Традиция изображения праведных связывает Лескова с агиографическим жанром древнерусской литературы. В повести «Очарованный странник» обнаруживается формальное сходство с каноном жития. Так, рассказ Ивана Северьяновича о детстве (раннее сиротство, моленый сын, обещанный сын) аналогичен первой части многих житийных историй. Последовательное жизнеописание соответствует второй части житийной композиции. Существенно отличен от общепринятого образ праведника: точка зрения на грех и праведность у героя не всегда совпадает с церковной. Так, он клянется спасением души Груши, не зная Христовой заповеди, запрещающей всякую клятву.Важный сюжетный элемент жития - борьба подвижника с искушениями. Вся повесть Лескова - рассказ о том, как герой пытается победить «беса-губителя». Однако искушения герой видит в явлениях весьма своеобразных и оказываются они вполне анекдотическими: конь, «одержимый бесом», «баринок-магнитизер», монастырская корова.

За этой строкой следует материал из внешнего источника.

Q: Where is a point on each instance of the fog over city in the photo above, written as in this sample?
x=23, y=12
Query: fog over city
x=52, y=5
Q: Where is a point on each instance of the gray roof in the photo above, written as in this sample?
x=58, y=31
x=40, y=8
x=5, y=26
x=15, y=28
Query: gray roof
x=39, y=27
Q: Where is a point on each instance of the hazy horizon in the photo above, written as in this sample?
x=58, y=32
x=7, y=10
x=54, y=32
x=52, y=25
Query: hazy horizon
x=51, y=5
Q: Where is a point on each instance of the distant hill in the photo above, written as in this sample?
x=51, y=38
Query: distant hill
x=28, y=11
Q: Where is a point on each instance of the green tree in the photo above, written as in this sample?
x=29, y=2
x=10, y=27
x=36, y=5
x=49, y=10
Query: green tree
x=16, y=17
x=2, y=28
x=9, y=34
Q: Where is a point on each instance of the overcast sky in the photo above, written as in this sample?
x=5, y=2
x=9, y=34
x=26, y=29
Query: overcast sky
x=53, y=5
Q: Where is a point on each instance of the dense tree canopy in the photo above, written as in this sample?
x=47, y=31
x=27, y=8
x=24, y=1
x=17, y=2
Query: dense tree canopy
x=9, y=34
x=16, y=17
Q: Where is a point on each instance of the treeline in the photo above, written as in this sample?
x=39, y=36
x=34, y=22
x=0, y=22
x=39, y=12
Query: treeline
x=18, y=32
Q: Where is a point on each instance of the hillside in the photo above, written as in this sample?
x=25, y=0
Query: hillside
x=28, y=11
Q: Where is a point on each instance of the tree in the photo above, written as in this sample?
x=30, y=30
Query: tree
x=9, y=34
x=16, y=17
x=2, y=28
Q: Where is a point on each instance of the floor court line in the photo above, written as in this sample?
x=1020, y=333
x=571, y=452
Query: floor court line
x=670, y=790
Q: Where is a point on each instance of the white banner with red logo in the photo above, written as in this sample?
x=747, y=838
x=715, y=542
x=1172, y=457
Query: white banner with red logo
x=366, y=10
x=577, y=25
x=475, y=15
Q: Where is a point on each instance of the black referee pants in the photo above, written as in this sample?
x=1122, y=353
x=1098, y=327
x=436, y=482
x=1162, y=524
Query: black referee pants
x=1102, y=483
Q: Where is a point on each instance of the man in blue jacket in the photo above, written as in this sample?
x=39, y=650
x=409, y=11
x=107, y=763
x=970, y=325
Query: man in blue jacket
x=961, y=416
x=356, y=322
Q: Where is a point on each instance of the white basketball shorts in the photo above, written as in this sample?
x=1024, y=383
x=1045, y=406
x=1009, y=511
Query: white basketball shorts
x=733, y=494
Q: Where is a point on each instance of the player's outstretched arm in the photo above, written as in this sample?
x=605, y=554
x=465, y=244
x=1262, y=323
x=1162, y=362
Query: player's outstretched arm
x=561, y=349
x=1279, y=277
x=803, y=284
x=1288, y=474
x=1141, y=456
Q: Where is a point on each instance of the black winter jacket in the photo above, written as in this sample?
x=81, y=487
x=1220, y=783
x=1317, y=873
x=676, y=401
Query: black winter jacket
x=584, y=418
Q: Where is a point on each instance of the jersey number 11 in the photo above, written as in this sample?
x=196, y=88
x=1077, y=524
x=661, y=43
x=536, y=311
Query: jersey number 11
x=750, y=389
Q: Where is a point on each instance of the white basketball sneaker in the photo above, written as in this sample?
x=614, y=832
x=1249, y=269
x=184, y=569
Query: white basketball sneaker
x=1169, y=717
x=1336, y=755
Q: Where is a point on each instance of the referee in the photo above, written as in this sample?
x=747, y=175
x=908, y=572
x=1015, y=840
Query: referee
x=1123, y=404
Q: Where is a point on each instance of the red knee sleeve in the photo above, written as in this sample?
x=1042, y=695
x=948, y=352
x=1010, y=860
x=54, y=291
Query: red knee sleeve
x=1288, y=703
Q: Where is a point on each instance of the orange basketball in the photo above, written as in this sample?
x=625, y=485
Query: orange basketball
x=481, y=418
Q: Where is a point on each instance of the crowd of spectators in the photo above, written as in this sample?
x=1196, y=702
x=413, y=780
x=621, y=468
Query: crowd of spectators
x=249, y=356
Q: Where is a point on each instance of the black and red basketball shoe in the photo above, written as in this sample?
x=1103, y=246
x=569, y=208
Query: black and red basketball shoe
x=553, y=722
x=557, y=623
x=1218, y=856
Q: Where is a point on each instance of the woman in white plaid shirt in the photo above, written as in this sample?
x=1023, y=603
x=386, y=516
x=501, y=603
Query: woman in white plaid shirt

Мы видим намеренное комическое снижение образа вместо его традиционного возвеличивания. Агиографическая тональность корректируется анекдотической, а величайшее чудо, когда «вещательный дух осенил» героя и он начал «пророчествовать» в пустом погребе о близком «всегубительстве» («исполнился страха за народ свой русский и начал молиться…»), переводит повествование в плоскость комического. Мотив чуда
Подобно произведениям средневековой литературы, тексты Лескова допускают, более того - требуют многосмысленного толкования, когда каждое из прочтений верно, но недостаточно для объяснения смысла целого. В «Очарованном страннике» пафос богатырского эпоса сопрягается с комическим жизнеописанием, а мистическая история о таинственной силе оборачивается притчей о мытарствах души и искании своего подвига. На стыке этих различных смыслов возникает неповторимый русский сюжет странствий и крестной муки грешной и святой души, свершающей свой путь к бессмертию.